LLMs-Universal-Life-Science-and-Clinical-Skills- metabolomics-de

install

source · Clone the upstream repo

git clone https://github.com/mdbabumiamssm/LLMs-Universal-Life-Science-and-Clinical-Skills-

Claude Code · Install into ~/.claude/skills/

T=$(mktemp -d) && git clone --depth=1 https://github.com/mdbabumiamssm/LLMs-Universal-Life-Science-and-Clinical-Skills- "$T" && mkdir -p ~/.claude/skills && cp -r "$T/Skills/Metabolomics/metabolomics-de" ~/.claude/skills/mdbabumiamssm-llms-universal-life-science-and-clinical-skills-metabolomics-de && rm -rf "$T"

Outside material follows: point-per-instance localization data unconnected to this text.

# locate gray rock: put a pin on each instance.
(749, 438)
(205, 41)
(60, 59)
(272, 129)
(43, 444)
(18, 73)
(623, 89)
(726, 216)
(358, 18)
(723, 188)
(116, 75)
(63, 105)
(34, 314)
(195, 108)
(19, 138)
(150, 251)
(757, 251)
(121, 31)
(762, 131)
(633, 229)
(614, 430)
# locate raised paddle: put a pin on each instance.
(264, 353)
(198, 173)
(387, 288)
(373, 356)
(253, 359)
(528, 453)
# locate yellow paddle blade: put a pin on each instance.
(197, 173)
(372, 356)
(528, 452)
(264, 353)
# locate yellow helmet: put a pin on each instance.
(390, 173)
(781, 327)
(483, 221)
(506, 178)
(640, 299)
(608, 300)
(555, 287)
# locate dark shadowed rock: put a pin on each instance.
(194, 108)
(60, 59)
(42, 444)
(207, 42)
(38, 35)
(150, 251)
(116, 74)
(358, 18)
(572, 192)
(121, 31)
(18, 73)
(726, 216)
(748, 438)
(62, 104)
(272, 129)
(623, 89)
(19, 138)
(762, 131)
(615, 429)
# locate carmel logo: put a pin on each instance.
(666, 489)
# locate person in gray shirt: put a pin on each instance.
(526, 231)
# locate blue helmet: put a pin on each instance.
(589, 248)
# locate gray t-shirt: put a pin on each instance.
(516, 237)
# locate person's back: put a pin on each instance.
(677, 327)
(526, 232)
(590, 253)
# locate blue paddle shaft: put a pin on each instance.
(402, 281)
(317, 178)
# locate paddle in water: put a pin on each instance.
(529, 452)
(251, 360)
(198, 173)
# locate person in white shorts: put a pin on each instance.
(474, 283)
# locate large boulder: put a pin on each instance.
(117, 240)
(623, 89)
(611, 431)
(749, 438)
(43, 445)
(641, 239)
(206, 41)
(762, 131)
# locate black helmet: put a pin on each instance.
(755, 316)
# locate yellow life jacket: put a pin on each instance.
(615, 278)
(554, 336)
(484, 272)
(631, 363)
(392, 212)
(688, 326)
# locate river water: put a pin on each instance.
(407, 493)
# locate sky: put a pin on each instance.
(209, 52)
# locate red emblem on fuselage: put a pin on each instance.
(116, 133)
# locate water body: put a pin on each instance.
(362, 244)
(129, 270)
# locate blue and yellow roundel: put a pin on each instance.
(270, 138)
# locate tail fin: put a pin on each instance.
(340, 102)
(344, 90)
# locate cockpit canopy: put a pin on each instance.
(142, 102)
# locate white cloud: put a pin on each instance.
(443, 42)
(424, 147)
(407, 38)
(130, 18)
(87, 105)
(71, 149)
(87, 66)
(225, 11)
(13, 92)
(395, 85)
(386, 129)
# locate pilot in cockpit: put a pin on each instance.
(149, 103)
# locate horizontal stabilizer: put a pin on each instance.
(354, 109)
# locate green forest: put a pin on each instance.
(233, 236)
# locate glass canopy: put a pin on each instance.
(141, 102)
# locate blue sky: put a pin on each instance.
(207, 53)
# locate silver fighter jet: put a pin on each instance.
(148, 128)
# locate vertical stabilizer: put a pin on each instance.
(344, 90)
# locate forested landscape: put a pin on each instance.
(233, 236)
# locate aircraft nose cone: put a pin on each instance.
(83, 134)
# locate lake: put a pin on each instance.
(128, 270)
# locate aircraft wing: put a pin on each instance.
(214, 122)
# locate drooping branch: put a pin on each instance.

manifest: Skills/Metabolomics/metabolomics-de/SKILL.md

📈 Metabolomics Differential Analysis

Univariate and multivariate statistical analysis for identifying differentially abundant metabolites and biomarker discovery.

Core Capabilities

Univariate testing: t-test, Wilcoxon, ANOVA with BH FDR correction
Fold change: Log2FC calculation with volcano plot visualization
PCA: Unsupervised exploration and outlier detection
PLS-DA / sPLS-DA: Supervised classification with VIP scores and sparse feature selection
OPLS-DA: Orthogonal PLS-DA with S-plot for predictive features
Random Forest: Non-linear feature importance ranking
ROC analysis: Diagnostic performance evaluation of candidate biomarkers

CLI Reference

python omicsclaw.py run met-diff --demo
python omicsclaw.py run met-diff --input <feature_table.csv> --output <dir>

Algorithm / Methodology

Univariate Analysis (R)

library(tidyverse)

data <- read.csv('normalized_data.csv', row.names = 1)
groups <- factor(read.csv('sample_info.csv')$group)

# T-test for each feature
ttest_results <- apply(data, 2, function(x) {
    test <- t.test(x ~ groups)
    c(pvalue = test$p.value,
      fc = mean(x[groups == levels(groups)[2]]) - mean(x[groups == levels(groups)[1]]))
})
ttest_results <- as.data.frame(t(ttest_results))
ttest_results$fdr <- p.adjust(ttest_results$pvalue, method = 'BH')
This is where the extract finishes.